When I get to the last deal of cards and I am unable to win the game, I click the “undo” button to get back to the beginning and start all over again. That way I can re-play the game and it isn’t considered a loss. Sometimes I walk away and come back later and it often seems that once I’ve taken a break and come back to it, all the cards line up and I wonder how it was I couldn’t see it play out earlier.

I wish life had an “undo” button. Wouldn’t it be nice if we could keep hitting that button until we go back to that time and place where we could say or do something differently. How far back would I go?

My son is reading the Ted Dekker book “Blink” right now and it tells the story of a man with a genius IQ who is somehow able to see all of the possible outcomes and consequences to his actions in the blink of an eye. He chooses his actions according to the best possible outcome.

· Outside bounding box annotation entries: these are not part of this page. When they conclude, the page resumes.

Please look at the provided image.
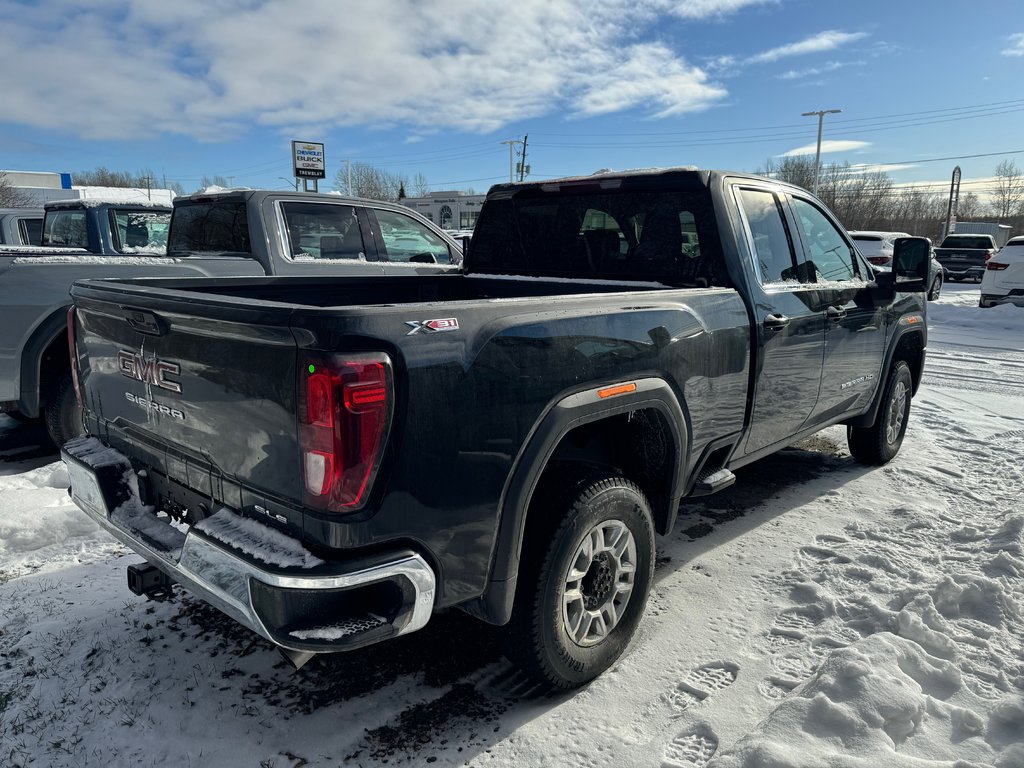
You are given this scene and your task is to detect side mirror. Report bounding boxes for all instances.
[892,238,932,293]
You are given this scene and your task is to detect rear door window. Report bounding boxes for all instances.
[167,200,252,253]
[111,209,171,254]
[281,203,367,261]
[737,188,805,286]
[43,211,89,248]
[372,208,452,264]
[17,218,43,246]
[792,197,863,283]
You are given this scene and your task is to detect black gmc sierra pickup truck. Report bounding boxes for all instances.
[63,169,929,687]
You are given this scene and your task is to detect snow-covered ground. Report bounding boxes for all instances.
[0,285,1024,768]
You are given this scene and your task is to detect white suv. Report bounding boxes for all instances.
[978,237,1024,306]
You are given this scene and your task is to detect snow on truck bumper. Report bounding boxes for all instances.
[60,437,435,664]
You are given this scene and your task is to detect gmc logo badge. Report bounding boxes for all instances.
[118,349,181,394]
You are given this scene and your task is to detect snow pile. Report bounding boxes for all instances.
[0,462,117,583]
[710,633,1024,768]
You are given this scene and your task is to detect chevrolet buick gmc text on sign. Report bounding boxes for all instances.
[292,141,327,178]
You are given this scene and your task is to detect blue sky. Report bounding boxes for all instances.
[0,0,1024,198]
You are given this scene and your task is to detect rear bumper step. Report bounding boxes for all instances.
[61,437,436,664]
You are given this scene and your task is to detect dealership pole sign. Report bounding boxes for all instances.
[292,141,326,179]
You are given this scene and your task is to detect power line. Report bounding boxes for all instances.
[534,98,1024,138]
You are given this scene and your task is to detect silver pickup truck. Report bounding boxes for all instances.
[0,208,43,246]
[0,189,462,445]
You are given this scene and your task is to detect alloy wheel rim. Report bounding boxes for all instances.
[886,381,906,445]
[562,520,637,647]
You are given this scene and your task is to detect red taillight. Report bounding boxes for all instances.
[68,306,82,408]
[299,354,394,512]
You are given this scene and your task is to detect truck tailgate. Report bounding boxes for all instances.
[73,284,302,507]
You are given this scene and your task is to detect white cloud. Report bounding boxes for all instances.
[1002,33,1024,56]
[0,0,741,140]
[780,139,871,158]
[748,30,867,63]
[775,61,847,80]
[671,0,777,18]
[850,163,918,174]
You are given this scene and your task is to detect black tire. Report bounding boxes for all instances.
[503,475,654,689]
[45,373,85,447]
[846,360,913,464]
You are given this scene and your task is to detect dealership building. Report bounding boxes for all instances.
[398,190,486,229]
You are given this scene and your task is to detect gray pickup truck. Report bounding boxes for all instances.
[0,208,43,246]
[0,189,462,445]
[63,169,931,688]
[935,233,999,283]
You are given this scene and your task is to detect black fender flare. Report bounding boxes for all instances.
[463,378,690,625]
[17,301,72,418]
[843,325,928,434]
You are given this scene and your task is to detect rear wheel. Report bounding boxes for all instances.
[45,373,85,447]
[846,360,913,464]
[504,475,654,688]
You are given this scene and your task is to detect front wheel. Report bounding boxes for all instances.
[45,374,85,447]
[503,475,654,688]
[846,360,913,464]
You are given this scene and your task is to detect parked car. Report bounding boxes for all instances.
[0,189,462,445]
[978,237,1024,307]
[935,233,999,283]
[63,170,930,688]
[850,230,943,301]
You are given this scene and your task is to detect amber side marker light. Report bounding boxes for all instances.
[597,384,637,399]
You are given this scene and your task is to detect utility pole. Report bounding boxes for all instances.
[502,138,526,183]
[519,133,529,181]
[801,110,843,195]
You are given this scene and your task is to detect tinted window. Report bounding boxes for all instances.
[374,209,452,264]
[793,198,859,283]
[43,211,89,248]
[471,186,726,286]
[281,203,367,260]
[739,189,798,284]
[167,200,251,253]
[111,209,171,253]
[940,234,992,248]
[17,218,43,246]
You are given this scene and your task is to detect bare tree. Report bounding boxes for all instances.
[334,163,409,202]
[196,175,231,191]
[72,166,184,195]
[0,173,39,208]
[758,156,946,238]
[991,160,1024,219]
[413,173,430,198]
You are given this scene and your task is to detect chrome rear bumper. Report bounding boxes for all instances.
[60,437,436,653]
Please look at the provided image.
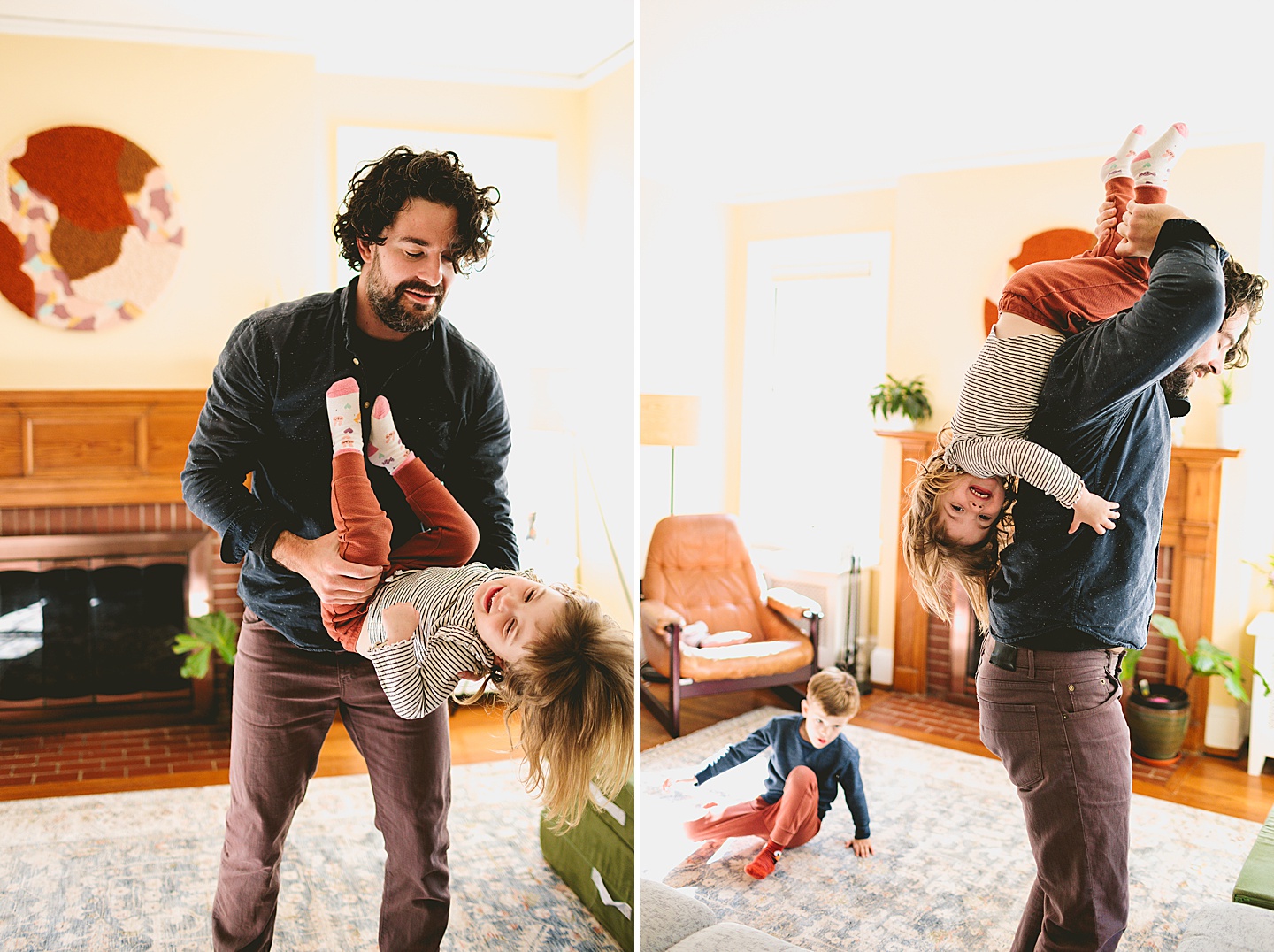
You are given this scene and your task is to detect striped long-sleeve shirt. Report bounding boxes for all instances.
[365,564,535,718]
[944,327,1084,507]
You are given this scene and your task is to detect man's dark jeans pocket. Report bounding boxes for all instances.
[977,697,1043,790]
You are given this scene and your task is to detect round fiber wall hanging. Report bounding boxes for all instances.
[0,127,185,330]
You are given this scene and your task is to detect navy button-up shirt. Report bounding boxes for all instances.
[991,219,1225,650]
[180,278,518,651]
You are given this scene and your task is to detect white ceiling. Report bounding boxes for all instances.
[638,0,1274,202]
[0,0,634,89]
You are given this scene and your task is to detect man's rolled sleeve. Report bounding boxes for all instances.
[447,373,518,568]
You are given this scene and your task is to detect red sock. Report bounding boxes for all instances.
[743,840,784,879]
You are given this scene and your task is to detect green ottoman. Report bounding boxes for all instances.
[1234,810,1274,909]
[541,780,637,952]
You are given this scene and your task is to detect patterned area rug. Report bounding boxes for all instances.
[0,762,619,952]
[638,707,1260,952]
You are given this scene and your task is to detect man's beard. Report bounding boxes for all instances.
[1159,365,1198,397]
[363,258,446,334]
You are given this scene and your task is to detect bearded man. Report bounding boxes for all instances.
[977,203,1265,952]
[182,147,518,949]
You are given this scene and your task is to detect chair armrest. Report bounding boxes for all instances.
[638,599,686,634]
[765,588,823,620]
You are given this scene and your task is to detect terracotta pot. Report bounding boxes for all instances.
[1127,685,1190,761]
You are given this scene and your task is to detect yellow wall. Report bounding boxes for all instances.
[0,35,636,627]
[708,144,1274,724]
[0,35,321,390]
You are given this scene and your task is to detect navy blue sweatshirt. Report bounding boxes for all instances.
[695,714,871,840]
[991,219,1225,650]
[180,278,518,651]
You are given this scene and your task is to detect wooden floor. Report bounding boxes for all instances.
[640,687,1274,824]
[0,703,510,801]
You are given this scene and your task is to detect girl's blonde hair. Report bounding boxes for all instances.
[499,587,636,830]
[902,427,1017,631]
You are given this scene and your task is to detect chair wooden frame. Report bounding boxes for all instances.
[641,605,823,737]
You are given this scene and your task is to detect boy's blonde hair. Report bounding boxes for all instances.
[902,427,1017,630]
[501,587,634,828]
[805,668,861,718]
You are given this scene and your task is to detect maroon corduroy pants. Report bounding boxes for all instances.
[212,611,451,951]
[977,639,1132,952]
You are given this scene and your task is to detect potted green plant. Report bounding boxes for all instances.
[1120,614,1270,761]
[868,373,934,429]
[1216,371,1245,449]
[172,611,238,713]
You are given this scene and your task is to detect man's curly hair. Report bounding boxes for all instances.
[1221,257,1265,368]
[333,145,499,274]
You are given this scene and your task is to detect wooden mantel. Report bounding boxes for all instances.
[877,431,1239,750]
[0,390,203,509]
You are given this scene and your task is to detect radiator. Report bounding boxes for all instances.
[764,557,868,683]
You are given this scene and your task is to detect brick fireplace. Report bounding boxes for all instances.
[0,391,243,735]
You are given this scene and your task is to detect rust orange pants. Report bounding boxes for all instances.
[321,452,478,651]
[686,767,823,848]
[999,176,1167,334]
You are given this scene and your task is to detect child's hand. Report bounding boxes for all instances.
[1094,200,1118,243]
[1068,488,1118,535]
[845,836,875,856]
[658,775,695,793]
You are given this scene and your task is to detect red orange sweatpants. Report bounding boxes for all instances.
[999,176,1167,334]
[686,767,822,848]
[321,452,478,651]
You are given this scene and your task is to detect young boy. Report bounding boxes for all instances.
[664,668,875,879]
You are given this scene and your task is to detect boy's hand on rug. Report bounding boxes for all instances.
[1068,488,1118,535]
[658,775,695,793]
[270,530,381,605]
[1094,200,1118,242]
[845,836,875,856]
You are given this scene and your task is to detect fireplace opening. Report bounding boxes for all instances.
[0,532,211,733]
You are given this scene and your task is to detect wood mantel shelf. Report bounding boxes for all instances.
[0,390,203,509]
[877,429,1239,750]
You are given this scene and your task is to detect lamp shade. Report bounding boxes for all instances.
[641,394,700,446]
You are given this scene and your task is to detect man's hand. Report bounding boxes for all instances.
[1094,199,1118,243]
[658,773,698,793]
[1066,489,1118,535]
[272,532,381,605]
[1115,202,1190,257]
[845,836,875,856]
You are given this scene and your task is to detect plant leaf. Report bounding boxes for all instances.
[180,645,212,678]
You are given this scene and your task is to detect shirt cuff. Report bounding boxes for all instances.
[249,523,283,571]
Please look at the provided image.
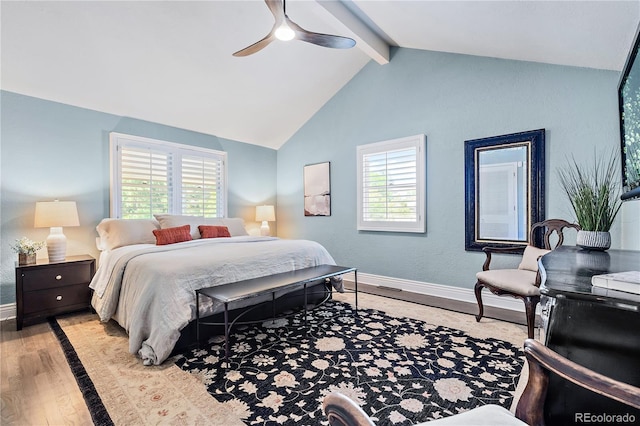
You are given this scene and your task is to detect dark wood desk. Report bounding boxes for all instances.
[540,247,640,425]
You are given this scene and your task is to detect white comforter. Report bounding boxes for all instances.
[90,236,335,365]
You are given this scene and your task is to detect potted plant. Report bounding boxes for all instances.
[11,237,45,265]
[558,153,622,250]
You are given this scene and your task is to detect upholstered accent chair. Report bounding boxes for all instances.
[322,339,640,426]
[475,219,580,339]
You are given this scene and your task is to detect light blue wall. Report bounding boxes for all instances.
[277,49,620,288]
[0,91,277,304]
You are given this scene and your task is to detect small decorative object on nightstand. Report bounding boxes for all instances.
[256,206,276,236]
[11,237,44,265]
[16,255,96,330]
[34,200,80,262]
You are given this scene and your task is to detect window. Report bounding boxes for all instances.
[110,133,227,219]
[357,135,426,232]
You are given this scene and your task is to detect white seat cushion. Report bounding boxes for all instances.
[416,404,526,426]
[476,269,540,296]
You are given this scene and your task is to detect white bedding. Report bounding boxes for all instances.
[90,236,335,365]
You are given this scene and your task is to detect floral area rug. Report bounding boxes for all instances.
[175,301,524,425]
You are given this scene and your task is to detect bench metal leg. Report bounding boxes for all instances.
[353,270,358,314]
[224,302,231,361]
[304,283,309,334]
[196,291,200,349]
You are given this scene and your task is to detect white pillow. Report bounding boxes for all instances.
[96,218,160,250]
[518,246,551,272]
[153,214,249,240]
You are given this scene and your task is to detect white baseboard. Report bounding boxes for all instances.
[0,303,16,321]
[0,272,528,321]
[344,272,528,312]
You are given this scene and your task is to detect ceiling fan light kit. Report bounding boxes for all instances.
[233,0,356,56]
[274,24,296,41]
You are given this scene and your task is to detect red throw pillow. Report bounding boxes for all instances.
[153,225,191,246]
[198,225,231,238]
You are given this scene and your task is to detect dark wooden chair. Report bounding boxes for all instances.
[475,219,580,339]
[322,339,640,426]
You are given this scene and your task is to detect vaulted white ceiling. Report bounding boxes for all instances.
[0,0,640,148]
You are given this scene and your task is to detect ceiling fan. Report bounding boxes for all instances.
[233,0,356,56]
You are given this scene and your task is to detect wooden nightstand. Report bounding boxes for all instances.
[16,255,96,330]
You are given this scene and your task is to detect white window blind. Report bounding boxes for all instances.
[110,133,227,219]
[120,147,172,219]
[358,135,426,232]
[182,156,223,217]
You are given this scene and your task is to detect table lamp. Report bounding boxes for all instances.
[34,200,80,262]
[256,206,276,236]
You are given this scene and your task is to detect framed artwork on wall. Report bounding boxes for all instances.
[303,162,331,216]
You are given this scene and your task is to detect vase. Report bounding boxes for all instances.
[18,253,36,265]
[576,230,611,251]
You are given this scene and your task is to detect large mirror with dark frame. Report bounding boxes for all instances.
[464,129,545,251]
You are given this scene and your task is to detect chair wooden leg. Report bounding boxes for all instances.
[474,281,484,322]
[523,296,540,339]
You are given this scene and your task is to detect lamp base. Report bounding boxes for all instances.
[260,220,271,237]
[47,226,67,262]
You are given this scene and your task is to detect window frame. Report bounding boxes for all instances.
[356,134,427,233]
[109,132,228,219]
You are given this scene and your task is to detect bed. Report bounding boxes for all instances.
[90,215,341,365]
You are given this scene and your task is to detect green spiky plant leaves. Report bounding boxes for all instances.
[558,153,622,232]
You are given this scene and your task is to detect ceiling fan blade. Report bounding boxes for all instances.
[233,31,276,56]
[285,15,356,49]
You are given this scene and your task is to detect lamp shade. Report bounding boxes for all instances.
[256,206,276,222]
[34,201,80,228]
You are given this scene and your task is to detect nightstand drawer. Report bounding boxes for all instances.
[24,283,91,315]
[22,262,92,292]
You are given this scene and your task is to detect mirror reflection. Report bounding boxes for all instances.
[476,142,530,241]
[465,129,544,250]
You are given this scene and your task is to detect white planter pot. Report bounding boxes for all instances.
[576,231,611,250]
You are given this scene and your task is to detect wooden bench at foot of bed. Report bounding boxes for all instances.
[196,265,358,359]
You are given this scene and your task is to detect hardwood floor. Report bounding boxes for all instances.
[0,320,93,426]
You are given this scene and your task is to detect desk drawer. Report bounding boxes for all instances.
[22,262,91,292]
[24,283,91,315]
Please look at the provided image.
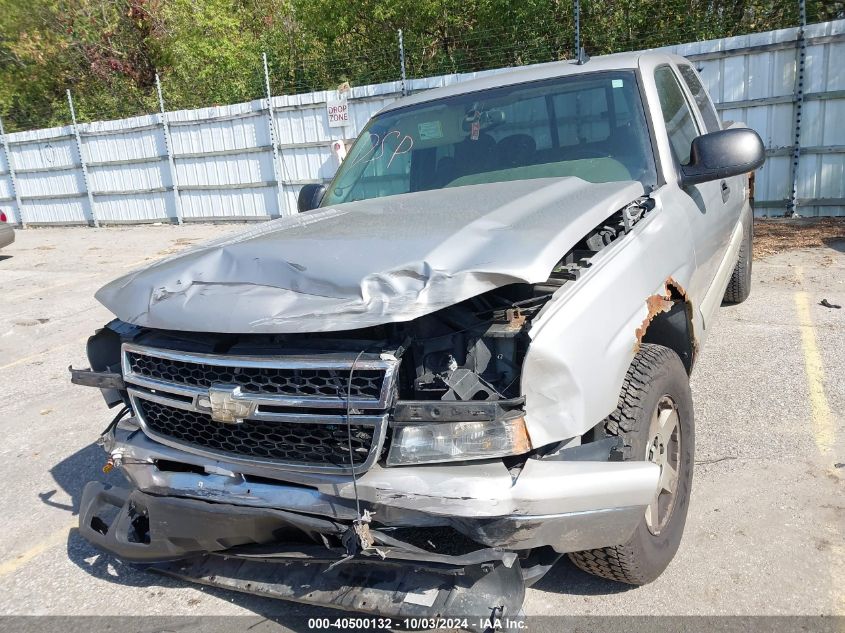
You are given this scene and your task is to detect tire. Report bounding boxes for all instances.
[569,344,695,585]
[724,211,754,303]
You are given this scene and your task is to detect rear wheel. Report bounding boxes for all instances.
[569,344,695,585]
[724,213,754,303]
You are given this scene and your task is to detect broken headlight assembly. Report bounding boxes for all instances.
[387,415,531,466]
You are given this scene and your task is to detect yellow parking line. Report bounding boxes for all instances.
[0,521,77,576]
[0,336,88,371]
[795,291,834,455]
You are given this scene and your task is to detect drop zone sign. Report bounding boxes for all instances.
[326,98,351,127]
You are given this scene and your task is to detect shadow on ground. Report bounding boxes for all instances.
[38,444,123,514]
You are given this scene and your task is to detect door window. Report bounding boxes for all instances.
[654,66,700,165]
[678,64,722,132]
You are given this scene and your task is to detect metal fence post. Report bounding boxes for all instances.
[156,73,183,224]
[67,88,100,228]
[399,29,408,97]
[786,0,807,217]
[0,118,26,229]
[261,53,291,217]
[572,0,581,60]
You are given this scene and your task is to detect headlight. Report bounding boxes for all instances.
[387,416,531,466]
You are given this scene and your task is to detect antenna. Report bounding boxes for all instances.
[573,0,590,66]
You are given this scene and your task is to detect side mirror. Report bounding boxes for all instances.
[296,183,326,213]
[681,128,766,186]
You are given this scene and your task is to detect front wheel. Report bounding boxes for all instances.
[569,344,695,585]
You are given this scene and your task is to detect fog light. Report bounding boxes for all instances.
[387,416,531,466]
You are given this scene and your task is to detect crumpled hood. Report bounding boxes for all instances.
[96,178,644,333]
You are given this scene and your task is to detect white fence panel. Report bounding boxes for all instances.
[0,20,845,224]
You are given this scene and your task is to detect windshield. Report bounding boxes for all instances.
[323,71,656,205]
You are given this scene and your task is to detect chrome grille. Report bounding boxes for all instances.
[127,352,384,400]
[138,399,375,468]
[123,343,398,472]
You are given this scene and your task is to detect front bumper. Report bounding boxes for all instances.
[94,424,659,553]
[79,482,525,630]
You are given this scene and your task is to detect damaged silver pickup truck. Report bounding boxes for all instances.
[72,53,764,626]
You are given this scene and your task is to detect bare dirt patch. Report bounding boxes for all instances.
[754,218,845,259]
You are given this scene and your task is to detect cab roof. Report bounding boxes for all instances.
[379,51,687,114]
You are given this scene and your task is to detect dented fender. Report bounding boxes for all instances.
[522,196,701,446]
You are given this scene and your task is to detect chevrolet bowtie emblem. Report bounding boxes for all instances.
[198,385,256,424]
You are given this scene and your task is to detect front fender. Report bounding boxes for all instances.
[522,199,700,447]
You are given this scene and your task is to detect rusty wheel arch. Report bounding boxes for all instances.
[634,277,698,374]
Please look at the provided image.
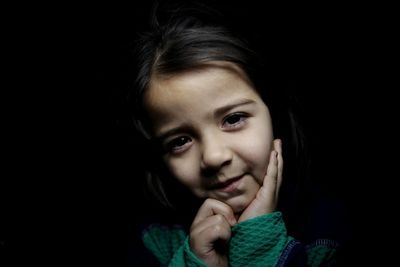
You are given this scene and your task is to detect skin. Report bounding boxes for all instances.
[144,62,283,266]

Sometimes, what we think is the best possible outcome isn’t that at all. And sometimes the best possible outcomes are those that challenge our faith and our belief system – and often those “outcomes” don’t lend themselves to warm, fuzzy feelings. Face it -- life is hard and life’s not always fair.

Thursday, January 11, 2007

70 x 7 = a lot

I've been hurt recently, and I am trying to forgive – 70 times 7 and all that. Sometimes the hurt is hard to let go though; there’s power in it. Maybe that’s why Jesus told us to keep forgiving so many times. Early the other morning, before I absolutely had to get out of bed to get to work, I was channel-surfing through the infomercials and numerous religious programming and stopped on one show hosted by James and Betty Robison. I usually find them to be pretty on-target people. Beth Moore was speaking this particular morning about forgiveness; about healing from the wounds and hurts so we actually can forgive! And she talked about how important it is to lay it all before Jesus; to spill your guts, as it were, in order for Him to be able to begin healing us. I liked what she said that it’s OK to be a tattletale to Jesus. I need to tell Him where it hurts and He wants to heal that up. Too often I “debrief” to my husband, and he’s a great listener (and I love him for it), but he can’t heal me the way Jesus can.

So I continue to take it to the Lord and dump it at his feet. And I continue to try to forgive. 70 times 7 is a lot.